3.4 O fazer narrativo e o narrador

Se você está se preparando para trabalhar com narrativas infantis sinalizadas, determinadas posturas são imprescindíveis de serem adotadas. Para Dohme (2013), um narrador que permanece sentado, sem expressão facial e corporal, sem explorar todas as suas habilidades corporais com o objetivo de envolver o espectador na história, não pode ser considerado um bom narrador.

Fonte: Imagem do Projeto Era uma vez em Libras, cedida por Michelle Luisa Teixeira

A preparação do narrador é fundamental, pois seus gestos, voz e a escolha de suas estratégias devem estar coerentes com a narração, dando vida ao conto. Esses são detalhes fundamentais em se tratando de um público-alvo composto por crianças, pois, do contrário, é possível que fiquem confusas durante a narrativa e não compreendam claramente o texto.

É importante que o narrador esteja atento aos exageros, pois pode eles podem tirar o foco do roteiro e de pontos cruciais no corpo do conto. Precisa encontrar o equilíbrio para contagiar as crianças através de sua atuação interativa.

Na contação em língua de sinais o narrador precisa ter a sensibilidade de perceber que, em alguns momentos,  nenhum sinal é necessário, basta uma expressão facial para transmitir o sentimento daquele trecho às crianças. O narrador não pode ser uma pessoa inibida, precisa se desprender de qualquer limitação interpretativa que possa levar a um autojulgamento de estar sendo ridículo.

As contribuições de Rigolet (2009) abordam questões do trabalho com a literatura infantil. Com base em suas experiências com narrativas infantis, a pesquisadora apresenta alguns aspectos que NÃO são recomendados:

Essas estratégias podem reduzir drasticamente a possibilidade de a criança imaginar, de imprimir sua criatividade na construção da história, de criar formas, características e cenários.
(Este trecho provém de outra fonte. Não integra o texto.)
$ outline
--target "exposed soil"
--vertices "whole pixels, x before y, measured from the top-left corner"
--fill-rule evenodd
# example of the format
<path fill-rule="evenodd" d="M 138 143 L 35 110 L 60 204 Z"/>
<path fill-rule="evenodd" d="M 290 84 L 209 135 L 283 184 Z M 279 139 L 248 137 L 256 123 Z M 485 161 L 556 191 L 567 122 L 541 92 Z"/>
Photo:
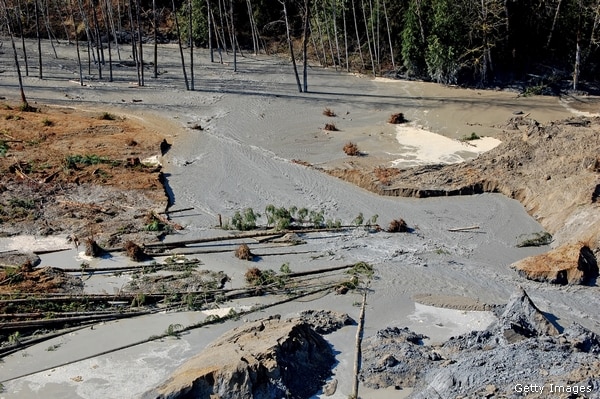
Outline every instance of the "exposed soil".
<path fill-rule="evenodd" d="M 165 225 L 149 228 L 144 216 L 165 210 L 167 195 L 160 165 L 144 159 L 160 155 L 163 137 L 108 112 L 36 107 L 0 109 L 0 236 L 155 240 L 146 230 Z"/>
Circular com o livro pela sala não garante que todas as crianças tenham acesso à visualização de forma satisfatória, além de criar duas frustrações: a primeira, é a de não ser contemplada com a liberdade de criar seu próprio cenário para a história, e a segunda, de não ter uma visualização plena das ilustrações do livro.

Além do mais, isso pode levar à dispersão da atenção, à perda do interesse por não provocar nelas aquele mistério da sucessão dos acontecimentos, o suspense da intriga e todo encantamento que somente a musicalidade da narração pode garantir.

Então, quais são as estratégias ideais a serem adotadas durante as narrativas?

É ideal que o narrador esteja atento a:

Tanto crianças ouvintes quanto surdas podem fazer uma analogia entre o que imaginaram e a ilustração escolhida pelo autor. É possível que elas comentem umas com as outras sobre suas impressões do que imaginaram e do que foi ilustrado.

Nelly Coelho (2000) salienta a importância da exploração de recursos visuais no trabalho com narrativas infantis. Recomenda o uso de imagens em data show ao fundo, durante a narrativa, contanto que o narrador não seja o responsável por trocar as imagens. Então, se você costuma usar o data show como recurso visual, acertou em cheio!

Caso a história seja traduzida e interpretada por um tradutor-intérprete de Libras, sabe-se que ele não é o responsável pela seleção das histórias, mas pode ajudar o professor a selecionar temas que sejam de interesse não somente das crianças surdas, mas também das crianças ouvintes. Conhecer a história que será interpretada é importante para que esse profissional possa se preparar melhor para o momento de atuação.

O narrador, seja o professor ou o intérprete, pode e deve detalhar a descrição de cenários, personagens e organização espacial. Durante a interpretação da história, o narrador adota estratégias visuais que favorecem a identificação e a relação desses elementos. Esse processo ocorre primeiramente na mente do narrador, que precisa organizar a relação de sentidos no espaço de enunciação com o objetivo de chegar à percepção visual da criança de forma coerente e significativa.

Atividades planejadas de contação de histórias são importantes, pois partem de objetivos claros e ajudam a observar de forma mais focada o envolvimento das crianças. A forma como o narrador se dirige ao espectador provoca a interação e essa acontece em meio à narrativa, durante o fluir da imaginação. Mesmo que a criança não se manifeste em meio à narrativa, pode estar interagindo produzindo imaginação.

Observar o comportamento da criança surda enquanto o narrador intérprete de Libras traduz e interpreta as histórias pode ser um momento rico de descobertas e de produção de novos significados na atividade de narrativas infantis.

Ao final, o narrador pode oportunizar diferentes formas de interação sobre a narrativa, oferecendo oportunidades para a criança se posicionar e expor seu conhecimento. Isso pode contribuir para tornar a criança mais proativa e produtiva, desinibida e participativa. Um adulto com esse perfil tem mais chances de agir sobre sua realidade e contribuir em sua comunidade.